Martin Loin avait applaudi vivement les suffrages de Transmanie. Quand, par la suite il avait entendu critiquer le vote, quand il avait vu monter le tollé, quand il avait su que les Transmaniens étaient traités de païens, de mécréants et de barbares, il s'était dit que ses concitoyens étaient décidément devenus aveugles et inconscients. Étaient-ils fous de ne pas approuver une mesure enfin humaine ! Dois-je rappeler pour certains déficients en géographie que la Transmanie ne faisait pas partie de l'Europe ? Elle ne l'avait jamais souhaité d'ailleurs. Grand bien lui en avait pris puisqu'il apparaissait maintenant clairement à nous, Français, qui selon l'expression des journalistes « subissions la crise de plein fouet », il apparaissait donc que l'économie transmanienne était florissante, que le taux de croissance rivalisait avec celui des pays émergents, que le chômage y était marginal et le niveau de vie le plus élevé au monde. Ce pays jeune et dynamique faisait la pige à ses voisins ! On savait enfin où était situé le pays de cocagne ! « Heureux comme un Transmanien » était devenu l'axiome préféré des Européens ! Nombreuses étaient les demandes d'émigration. Malgré des critères drastiques, nombreuses étaient aussi les naturalisations.

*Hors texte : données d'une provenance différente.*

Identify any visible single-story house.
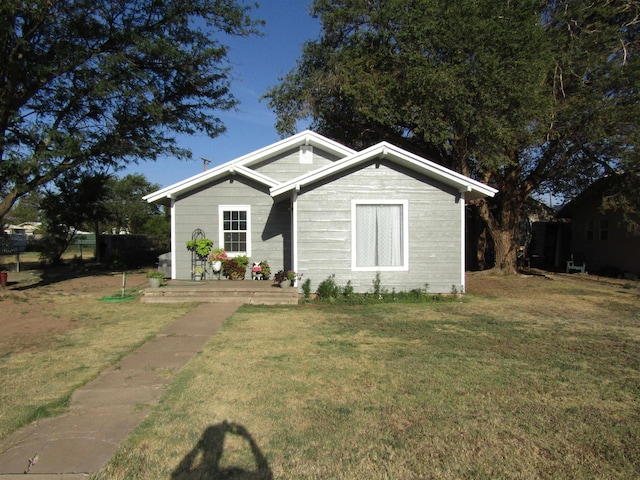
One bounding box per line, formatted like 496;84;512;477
144;131;497;293
556;175;640;278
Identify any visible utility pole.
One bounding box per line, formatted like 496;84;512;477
201;157;211;171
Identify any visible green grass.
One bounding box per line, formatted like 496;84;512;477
94;275;640;479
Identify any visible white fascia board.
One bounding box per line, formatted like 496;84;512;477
233;165;280;188
143;164;279;203
236;130;357;169
271;141;498;200
143;162;234;203
144;130;355;203
379;143;498;199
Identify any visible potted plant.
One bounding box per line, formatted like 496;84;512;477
274;269;297;287
147;270;164;288
186;238;214;259
223;255;249;280
192;265;205;281
208;248;228;276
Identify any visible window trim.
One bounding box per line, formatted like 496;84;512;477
218;205;251;257
351;199;409;272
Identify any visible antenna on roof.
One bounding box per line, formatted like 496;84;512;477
201;157;211;171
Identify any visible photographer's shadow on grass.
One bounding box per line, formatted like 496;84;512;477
172;421;273;480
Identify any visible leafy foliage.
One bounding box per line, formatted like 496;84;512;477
39;171;110;264
266;0;640;269
102;175;161;234
0;0;261;222
223;255;249;279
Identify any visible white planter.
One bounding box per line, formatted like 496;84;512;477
211;261;222;273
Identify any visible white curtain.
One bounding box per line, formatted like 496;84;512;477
356;204;402;267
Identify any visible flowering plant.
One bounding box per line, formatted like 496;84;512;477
208;248;228;263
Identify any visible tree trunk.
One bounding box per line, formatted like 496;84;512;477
0;188;19;225
492;228;518;272
475;194;522;274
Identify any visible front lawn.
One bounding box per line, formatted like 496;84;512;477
95;273;640;479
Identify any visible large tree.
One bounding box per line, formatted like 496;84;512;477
0;0;261;223
103;174;161;235
265;0;639;271
39;171;110;264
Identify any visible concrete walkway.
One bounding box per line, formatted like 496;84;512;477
0;302;241;479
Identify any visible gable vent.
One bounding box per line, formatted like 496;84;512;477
300;145;313;164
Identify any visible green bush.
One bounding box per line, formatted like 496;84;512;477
316;274;340;299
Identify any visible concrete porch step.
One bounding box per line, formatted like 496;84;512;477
141;279;298;305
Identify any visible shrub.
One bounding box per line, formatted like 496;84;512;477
316;274;340;299
302;278;312;299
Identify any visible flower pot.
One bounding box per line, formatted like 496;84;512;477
194;274;203;281
148;277;162;288
211;260;222;273
229;271;245;280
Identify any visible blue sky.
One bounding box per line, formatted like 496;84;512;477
124;1;321;189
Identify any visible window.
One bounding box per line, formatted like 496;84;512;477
219;206;251;255
599;220;609;240
586;220;595;241
352;200;408;271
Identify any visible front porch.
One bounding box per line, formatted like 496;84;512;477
142;278;299;305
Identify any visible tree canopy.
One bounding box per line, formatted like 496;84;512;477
0;0;261;223
103;174;161;235
265;0;639;270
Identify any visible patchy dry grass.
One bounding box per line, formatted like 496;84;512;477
0;272;194;440
95;273;640;479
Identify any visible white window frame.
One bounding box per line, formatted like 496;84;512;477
351;199;409;272
218;205;251;257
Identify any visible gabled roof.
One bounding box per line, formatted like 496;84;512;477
270;141;498;201
143;130;356;204
144;131;497;204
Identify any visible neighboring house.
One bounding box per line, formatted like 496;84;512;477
556;176;640;278
144;131;497;293
2;222;41;251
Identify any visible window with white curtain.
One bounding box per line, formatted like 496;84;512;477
352;200;408;271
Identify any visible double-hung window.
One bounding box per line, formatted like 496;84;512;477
352;200;408;271
219;205;251;256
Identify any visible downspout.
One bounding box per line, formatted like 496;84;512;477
460;190;467;293
292;189;298;287
170;197;177;280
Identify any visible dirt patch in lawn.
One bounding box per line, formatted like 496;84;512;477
0;269;149;356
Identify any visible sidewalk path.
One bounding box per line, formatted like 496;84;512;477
0;302;241;479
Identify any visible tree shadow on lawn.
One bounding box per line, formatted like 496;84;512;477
172;421;273;480
7;263;129;291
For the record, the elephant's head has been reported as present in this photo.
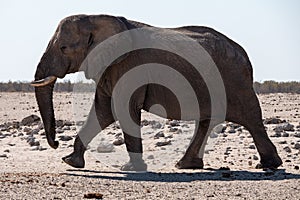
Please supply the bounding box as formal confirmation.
[31,15,130,149]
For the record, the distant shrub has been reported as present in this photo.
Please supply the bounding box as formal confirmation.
[0,80,95,92]
[253,81,300,94]
[0,80,299,94]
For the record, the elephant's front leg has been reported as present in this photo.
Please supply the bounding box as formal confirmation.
[62,94,114,168]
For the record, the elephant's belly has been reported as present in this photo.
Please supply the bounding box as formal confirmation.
[143,84,208,120]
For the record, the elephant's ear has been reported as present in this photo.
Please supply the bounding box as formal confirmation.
[82,15,133,80]
[88,15,132,61]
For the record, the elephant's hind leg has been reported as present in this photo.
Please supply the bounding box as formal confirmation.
[238,90,282,169]
[119,87,147,171]
[176,119,212,169]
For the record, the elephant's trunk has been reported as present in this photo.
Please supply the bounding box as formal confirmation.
[33,63,59,149]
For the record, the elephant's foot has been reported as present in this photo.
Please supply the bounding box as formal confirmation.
[255,154,283,169]
[175,157,204,169]
[120,160,147,171]
[62,152,85,168]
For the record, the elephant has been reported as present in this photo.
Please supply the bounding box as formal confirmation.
[31,14,282,171]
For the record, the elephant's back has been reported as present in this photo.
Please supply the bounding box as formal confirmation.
[172,25,254,86]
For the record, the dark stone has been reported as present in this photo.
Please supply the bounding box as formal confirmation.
[21,115,40,126]
[282,132,289,137]
[283,146,292,153]
[264,117,284,124]
[169,120,180,127]
[294,143,300,150]
[156,140,171,147]
[58,135,73,141]
[154,131,165,139]
[113,137,125,146]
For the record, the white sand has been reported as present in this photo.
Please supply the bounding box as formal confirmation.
[0,92,299,199]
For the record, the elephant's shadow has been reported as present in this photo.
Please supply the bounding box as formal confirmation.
[64,168,300,182]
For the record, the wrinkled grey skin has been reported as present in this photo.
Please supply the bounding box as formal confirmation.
[33,14,282,171]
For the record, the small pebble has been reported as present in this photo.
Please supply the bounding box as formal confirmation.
[154,131,164,139]
[294,143,300,149]
[283,146,292,153]
[113,137,124,146]
[282,132,289,137]
[58,135,73,141]
[156,140,171,147]
[253,155,259,160]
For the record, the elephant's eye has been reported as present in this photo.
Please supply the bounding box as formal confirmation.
[60,46,67,54]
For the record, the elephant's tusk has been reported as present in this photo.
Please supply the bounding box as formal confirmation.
[31,76,57,87]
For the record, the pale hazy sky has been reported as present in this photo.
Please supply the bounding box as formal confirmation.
[0,0,299,82]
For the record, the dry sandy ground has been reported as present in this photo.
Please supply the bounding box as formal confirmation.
[0,92,300,199]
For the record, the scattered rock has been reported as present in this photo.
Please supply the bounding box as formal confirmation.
[4,149,10,153]
[56,120,64,128]
[294,143,300,149]
[83,193,103,199]
[264,117,284,124]
[38,146,47,151]
[21,115,40,126]
[154,131,165,139]
[283,146,292,153]
[23,127,32,133]
[56,128,64,134]
[169,127,178,132]
[282,132,289,137]
[278,140,287,144]
[31,129,39,135]
[295,166,299,170]
[274,123,295,132]
[97,142,115,153]
[219,166,230,170]
[152,121,163,129]
[249,144,256,149]
[63,126,71,131]
[169,120,180,127]
[29,140,40,147]
[112,137,124,146]
[253,155,259,160]
[0,154,7,158]
[147,155,154,159]
[209,131,218,138]
[141,119,150,126]
[294,132,300,138]
[30,146,39,151]
[271,132,281,137]
[228,128,236,134]
[58,135,73,141]
[213,124,226,134]
[155,140,171,147]
[64,120,74,126]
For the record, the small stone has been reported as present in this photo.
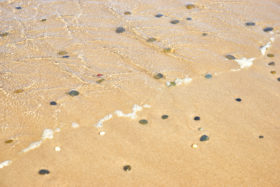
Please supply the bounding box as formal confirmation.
[194,116,200,121]
[123,165,131,171]
[259,135,264,139]
[116,27,125,33]
[5,140,13,144]
[41,19,47,22]
[277,77,280,81]
[14,89,24,94]
[99,131,106,136]
[15,6,22,10]
[38,169,50,175]
[155,14,163,18]
[268,62,275,66]
[170,20,179,24]
[263,27,273,32]
[202,33,208,36]
[124,11,131,15]
[245,22,255,26]
[191,144,198,148]
[154,73,164,79]
[186,4,196,9]
[163,48,174,53]
[270,70,276,74]
[55,146,61,152]
[161,115,169,119]
[97,74,103,77]
[200,135,209,142]
[235,98,242,102]
[186,17,192,21]
[0,32,9,37]
[205,74,212,79]
[225,54,235,60]
[50,101,57,105]
[139,119,148,125]
[68,90,79,96]
[58,51,68,55]
[146,37,157,42]
[62,55,70,58]
[96,79,105,84]
[267,53,274,57]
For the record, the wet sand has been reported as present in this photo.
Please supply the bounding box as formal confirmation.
[1,0,280,186]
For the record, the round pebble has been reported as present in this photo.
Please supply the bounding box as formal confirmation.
[14,89,24,94]
[277,77,280,81]
[194,116,200,121]
[96,79,105,84]
[62,55,70,58]
[123,165,131,171]
[202,33,208,36]
[245,22,255,26]
[270,70,276,74]
[205,74,212,79]
[267,53,274,57]
[154,73,164,79]
[191,144,198,149]
[225,54,236,60]
[268,62,275,66]
[161,115,169,119]
[97,73,103,77]
[5,140,13,144]
[146,37,157,42]
[38,169,50,175]
[139,119,148,125]
[186,17,192,21]
[58,51,68,55]
[41,19,47,22]
[259,135,264,139]
[263,27,274,32]
[0,32,9,37]
[68,90,79,96]
[235,98,242,102]
[15,6,22,10]
[124,11,131,15]
[50,101,57,105]
[200,135,209,142]
[155,14,163,18]
[116,27,125,33]
[170,20,180,24]
[186,4,195,9]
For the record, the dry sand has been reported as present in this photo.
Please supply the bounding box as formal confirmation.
[1,0,280,186]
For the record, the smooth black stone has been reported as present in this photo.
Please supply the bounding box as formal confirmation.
[139,119,148,125]
[68,90,79,96]
[161,115,169,119]
[263,27,273,32]
[15,6,22,9]
[186,17,192,20]
[200,135,209,142]
[245,22,255,26]
[62,55,69,58]
[277,77,280,81]
[39,169,50,175]
[170,20,179,24]
[202,33,208,36]
[155,14,163,18]
[194,116,200,121]
[123,165,131,171]
[268,62,275,66]
[116,27,125,33]
[259,135,264,139]
[154,73,164,79]
[41,19,47,22]
[225,54,236,60]
[235,98,242,102]
[50,101,57,105]
[124,11,131,15]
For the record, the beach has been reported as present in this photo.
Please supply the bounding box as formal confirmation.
[0,0,280,186]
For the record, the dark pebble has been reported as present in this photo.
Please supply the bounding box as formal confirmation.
[263,27,273,32]
[96,79,105,84]
[259,135,264,139]
[155,14,163,18]
[39,169,50,175]
[50,101,57,105]
[202,33,208,36]
[62,55,70,58]
[5,140,13,144]
[235,98,242,102]
[0,32,9,37]
[186,17,192,21]
[268,61,275,66]
[245,22,255,26]
[139,119,148,125]
[124,11,131,15]
[186,4,196,9]
[170,20,180,24]
[270,70,276,74]
[194,116,200,121]
[116,27,125,33]
[15,6,22,10]
[277,77,280,81]
[200,135,209,142]
[225,54,236,60]
[58,51,68,55]
[267,54,274,57]
[161,115,169,119]
[146,37,157,42]
[205,74,212,79]
[41,19,47,22]
[154,73,164,79]
[123,165,131,171]
[68,90,79,96]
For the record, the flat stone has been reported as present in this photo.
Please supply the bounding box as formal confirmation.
[123,165,131,171]
[14,89,24,94]
[116,27,125,33]
[263,27,273,32]
[124,11,131,15]
[139,119,148,125]
[200,135,209,142]
[154,73,164,79]
[50,101,57,105]
[15,6,22,9]
[163,48,174,53]
[245,22,255,26]
[0,32,9,37]
[186,4,196,9]
[202,33,208,36]
[277,77,280,81]
[186,17,192,20]
[259,135,264,139]
[270,70,276,74]
[62,55,70,58]
[205,74,212,79]
[155,14,163,18]
[96,79,105,84]
[5,140,13,144]
[225,54,236,60]
[38,169,50,175]
[194,116,200,121]
[146,37,157,42]
[267,53,274,57]
[58,51,68,55]
[41,19,47,22]
[170,20,179,24]
[68,90,79,96]
[268,62,275,66]
[235,98,242,102]
[161,115,169,119]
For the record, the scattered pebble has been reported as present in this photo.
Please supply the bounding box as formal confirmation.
[235,98,242,102]
[0,32,9,37]
[123,165,131,171]
[146,37,157,42]
[163,48,174,53]
[55,146,61,152]
[200,135,209,142]
[15,6,22,10]
[154,73,164,79]
[259,135,264,139]
[155,14,163,18]
[191,144,198,149]
[5,140,13,144]
[202,33,208,36]
[245,22,255,26]
[267,53,274,57]
[124,11,131,15]
[62,55,70,58]
[68,90,79,96]
[57,51,68,55]
[72,122,79,128]
[277,77,280,81]
[268,62,275,66]
[170,20,179,24]
[186,17,192,21]
[186,4,196,9]
[139,119,148,125]
[205,74,212,79]
[271,70,276,74]
[194,116,200,121]
[41,19,47,22]
[161,115,169,119]
[263,27,273,32]
[116,27,125,33]
[96,79,105,84]
[99,131,106,136]
[50,101,57,105]
[225,54,236,60]
[14,89,24,94]
[97,73,103,77]
[38,169,50,175]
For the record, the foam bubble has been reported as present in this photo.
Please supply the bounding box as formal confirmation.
[0,160,12,169]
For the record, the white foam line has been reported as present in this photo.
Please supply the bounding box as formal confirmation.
[260,37,275,55]
[0,160,12,169]
[166,76,192,87]
[234,58,255,69]
[115,104,143,119]
[95,114,113,128]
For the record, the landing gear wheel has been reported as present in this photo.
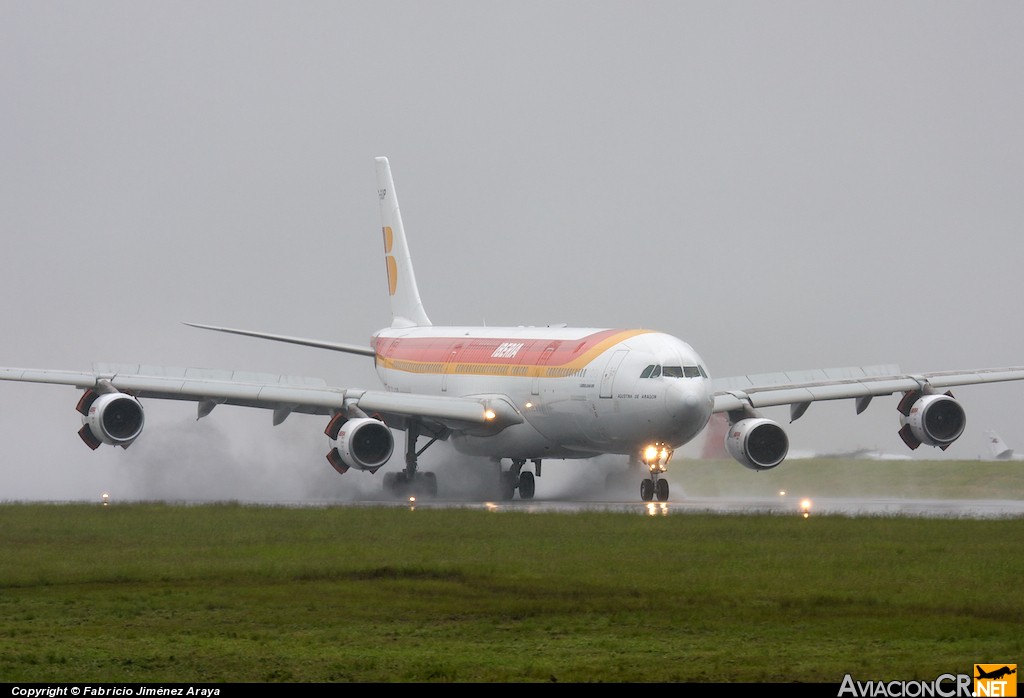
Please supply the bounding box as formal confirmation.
[384,471,409,498]
[384,471,439,498]
[518,471,535,500]
[640,479,654,502]
[655,478,669,502]
[420,471,438,497]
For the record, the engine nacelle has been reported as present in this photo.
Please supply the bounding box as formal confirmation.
[725,417,789,471]
[898,392,965,450]
[79,392,145,449]
[330,417,395,472]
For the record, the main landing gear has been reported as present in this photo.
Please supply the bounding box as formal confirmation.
[383,420,443,498]
[498,458,541,500]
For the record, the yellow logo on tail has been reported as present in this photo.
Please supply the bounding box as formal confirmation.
[382,226,398,296]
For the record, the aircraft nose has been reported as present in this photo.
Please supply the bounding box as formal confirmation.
[665,379,713,431]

Comme tant d'autres, en ces années 2000, Martin s'était présenté au bureau de l'émigration, pour des renseignements, pour des dépliants, pour voir…, par simple curiosité…, une petite visite qui n'engage à rien… Il avait demandé un formulaire.
– Non ! Non ! Ce n'était pas sérieux, juste histoire de…
La phrase était restée en suspens.
– Histoire de… le remplir ? avait suggéré la préposée à l'émigration. – … – Histoire de remplir le formulaire pour venir chez nous, avait insisté la jeune fille. C'est en général pour émigrer qu'on vient chercher un formulaire d'émigration, avait-elle ajouté lentement, en détachant bien chaque syllabe comme si elle avait parlé à un jeune enfant.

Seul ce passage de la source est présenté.